Michael sends Enzo outside ahead of him–”I’ll be out in a minute”--and goes back into his father’s room. “Just lie here, pop. I’m here. I’ll take care of you,” he says, and then kisses his father’s hand.

When I think of what that something is between art and life, that in-between that Godard speaks of, I think it must be moments like this one, where Michael is capable of doing things and saying things previously unimaginable. Actions, gestures, that suddenly erupt unexpectedly, unpracticed, without pretense and change the course of our lives. Michael has now set a course that will take him down a dark and dangerous path, one that will lead to much tragedy.
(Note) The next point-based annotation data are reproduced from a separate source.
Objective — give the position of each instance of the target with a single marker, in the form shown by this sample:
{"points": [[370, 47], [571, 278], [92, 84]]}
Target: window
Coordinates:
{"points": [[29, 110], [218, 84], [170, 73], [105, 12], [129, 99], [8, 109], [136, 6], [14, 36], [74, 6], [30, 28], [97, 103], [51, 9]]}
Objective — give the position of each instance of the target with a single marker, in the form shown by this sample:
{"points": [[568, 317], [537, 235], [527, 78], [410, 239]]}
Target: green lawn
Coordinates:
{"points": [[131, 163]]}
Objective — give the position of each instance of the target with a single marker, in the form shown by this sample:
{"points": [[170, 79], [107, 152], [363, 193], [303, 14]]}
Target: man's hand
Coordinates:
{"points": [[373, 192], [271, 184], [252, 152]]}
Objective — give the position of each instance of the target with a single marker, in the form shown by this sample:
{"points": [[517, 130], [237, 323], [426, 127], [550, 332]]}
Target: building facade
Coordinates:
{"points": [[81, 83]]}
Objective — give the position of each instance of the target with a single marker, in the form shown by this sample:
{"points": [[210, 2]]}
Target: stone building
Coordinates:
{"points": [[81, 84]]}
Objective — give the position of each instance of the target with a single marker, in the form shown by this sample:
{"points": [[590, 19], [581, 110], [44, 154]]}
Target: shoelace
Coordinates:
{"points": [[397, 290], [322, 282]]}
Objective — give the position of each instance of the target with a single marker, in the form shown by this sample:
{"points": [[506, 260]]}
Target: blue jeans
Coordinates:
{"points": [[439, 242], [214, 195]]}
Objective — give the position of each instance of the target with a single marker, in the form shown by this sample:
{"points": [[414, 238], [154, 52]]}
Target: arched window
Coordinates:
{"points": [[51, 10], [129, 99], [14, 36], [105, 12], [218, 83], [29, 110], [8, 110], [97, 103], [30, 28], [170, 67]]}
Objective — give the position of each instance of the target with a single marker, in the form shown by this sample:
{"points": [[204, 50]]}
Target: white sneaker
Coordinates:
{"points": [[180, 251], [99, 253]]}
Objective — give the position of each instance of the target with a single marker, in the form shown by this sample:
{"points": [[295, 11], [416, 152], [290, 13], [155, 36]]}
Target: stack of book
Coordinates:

What does it mean that The Godfather is forever a reminder of my birthday, of deep, lasting, and loving friendships? It means more than I can say in one essay.

But having written myself into this corner early in the morning of my 50th year, I find myself looking to the young Enzo. When the car full of goombahs finally arrives as predicted, he stands there, collar up to his ears, hand inside his coat, scared, but putting up a tough front. There is a pregnant pause as the would-be assassins size up the situation before speeding off. Enzo, visibly shaken, reaches inside his coat and pulls out a cigarette, but his hands are shaking so bad that he can’t light it. Michael helps him with the lighter, snaps it shut and puts it back in his pocket.


Just then the police arrive. Michael is seized by both arms, but Enzo escapes stage right into the night.

*

Dave Griffith is the author of A Good War is Hard to Find: The Art of Violence in America. He lives in South Bend, Indiana.